Existem também grupos de alunos com suas professoras que, quando param para
ouvir as explicações da mestra, juntam-se como formigas no açúcar, ocupando até
espaços mais largos, nos obrigando a mudar o traçado de nossa caminhada e,
pedindo licença, passarmos pelo cantinho.
De uns tempos
para cá resolvi aumentar o percurso, passando a dar 10 voltas que, pelos meus
cálculos, deveriam levar 1 hora e 15 minutos, mas, ao invés disto, passei a
gastar 1 hora e 20 minutos. Nada mais lógico, pois, aumentando o percurso e o
tempo, as chances de encontrar idosos em lugares estreitos e crianças em
qualquer lugar, aumentam consideravelmente.
Mas, na caminhada
de hoje, aconteceu algo inusitado.
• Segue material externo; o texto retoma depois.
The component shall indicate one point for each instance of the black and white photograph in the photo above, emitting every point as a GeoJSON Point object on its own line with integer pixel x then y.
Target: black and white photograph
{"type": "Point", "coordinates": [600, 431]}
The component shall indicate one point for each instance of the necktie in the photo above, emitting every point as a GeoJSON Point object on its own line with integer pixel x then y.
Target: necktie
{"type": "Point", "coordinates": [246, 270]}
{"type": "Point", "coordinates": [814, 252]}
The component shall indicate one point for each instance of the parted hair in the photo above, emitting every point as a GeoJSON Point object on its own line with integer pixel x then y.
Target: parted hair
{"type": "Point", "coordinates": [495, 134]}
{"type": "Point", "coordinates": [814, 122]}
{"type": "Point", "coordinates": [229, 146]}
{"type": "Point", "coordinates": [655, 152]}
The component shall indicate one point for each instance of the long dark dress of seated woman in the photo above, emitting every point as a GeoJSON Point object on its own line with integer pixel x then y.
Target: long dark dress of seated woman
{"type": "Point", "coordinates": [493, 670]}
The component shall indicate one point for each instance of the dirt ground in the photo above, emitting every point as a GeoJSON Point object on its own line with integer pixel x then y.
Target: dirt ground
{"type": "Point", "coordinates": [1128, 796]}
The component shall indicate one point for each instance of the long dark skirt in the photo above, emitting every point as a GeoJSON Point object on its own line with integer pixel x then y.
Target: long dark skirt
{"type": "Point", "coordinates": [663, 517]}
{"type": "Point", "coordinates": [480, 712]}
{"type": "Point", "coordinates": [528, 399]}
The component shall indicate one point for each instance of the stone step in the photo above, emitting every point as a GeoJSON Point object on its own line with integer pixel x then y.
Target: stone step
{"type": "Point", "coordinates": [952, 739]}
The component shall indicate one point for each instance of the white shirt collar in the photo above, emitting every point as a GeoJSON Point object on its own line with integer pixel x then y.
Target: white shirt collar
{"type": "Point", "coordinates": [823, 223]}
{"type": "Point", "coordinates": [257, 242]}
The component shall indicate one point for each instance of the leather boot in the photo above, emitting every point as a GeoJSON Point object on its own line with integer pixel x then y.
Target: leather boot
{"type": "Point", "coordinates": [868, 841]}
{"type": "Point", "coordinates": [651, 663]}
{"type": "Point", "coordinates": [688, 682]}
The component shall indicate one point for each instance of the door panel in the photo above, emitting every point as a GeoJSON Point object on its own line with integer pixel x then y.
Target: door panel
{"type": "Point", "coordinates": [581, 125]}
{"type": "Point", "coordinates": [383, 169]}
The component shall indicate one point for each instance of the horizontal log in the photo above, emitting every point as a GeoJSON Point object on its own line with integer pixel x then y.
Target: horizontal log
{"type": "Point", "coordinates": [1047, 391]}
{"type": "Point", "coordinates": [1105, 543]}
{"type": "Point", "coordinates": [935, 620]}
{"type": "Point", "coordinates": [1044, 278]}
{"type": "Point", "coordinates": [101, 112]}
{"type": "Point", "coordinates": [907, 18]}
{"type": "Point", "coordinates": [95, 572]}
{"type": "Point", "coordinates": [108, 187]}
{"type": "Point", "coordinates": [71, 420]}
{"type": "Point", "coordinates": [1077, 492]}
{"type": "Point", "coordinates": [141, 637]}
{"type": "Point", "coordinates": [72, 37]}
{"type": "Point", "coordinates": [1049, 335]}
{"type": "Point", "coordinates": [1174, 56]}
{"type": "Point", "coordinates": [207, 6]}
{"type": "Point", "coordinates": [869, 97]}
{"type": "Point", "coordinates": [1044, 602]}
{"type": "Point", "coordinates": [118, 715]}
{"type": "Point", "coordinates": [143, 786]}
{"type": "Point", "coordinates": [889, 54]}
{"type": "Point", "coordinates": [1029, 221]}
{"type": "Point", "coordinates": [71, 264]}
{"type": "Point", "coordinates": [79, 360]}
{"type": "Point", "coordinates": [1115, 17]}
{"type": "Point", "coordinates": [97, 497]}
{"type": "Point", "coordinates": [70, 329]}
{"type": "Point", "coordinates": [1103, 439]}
Logo que cheguei notei um movimento maior
que o normal: vários casais de idosos e um punhado de crianças e, lógico, os
atropelos começaram mais cedo.
Ao completar a
quarta volta notei que havia feito o percurso, apesar dos percalços
(desculpem-me o trocadilho), em 30 minutos, isto é, eu tinha caminhado duas
voltas a cada 15 minutos. Resolvi, então, averiguar o que estava acontecendo e
comecei a prestar atenção ao meu ritmo de caminhada - procurei manter o ritmo,
tentando não amolecer e cheguei ao final da 10ª volta em 1 hora e 15 minutos.
Moral da história: hoje, percebi que não são alguns
momentos “perdidos” com idosos, crianças ou outras pessoas quaisquer, que nos
atrapalham na busca de nosso objetivo e sim a nossa vontade de culpar alguém
por nossos fracassos - No máximo bastaria darmos uma corridinha, não é?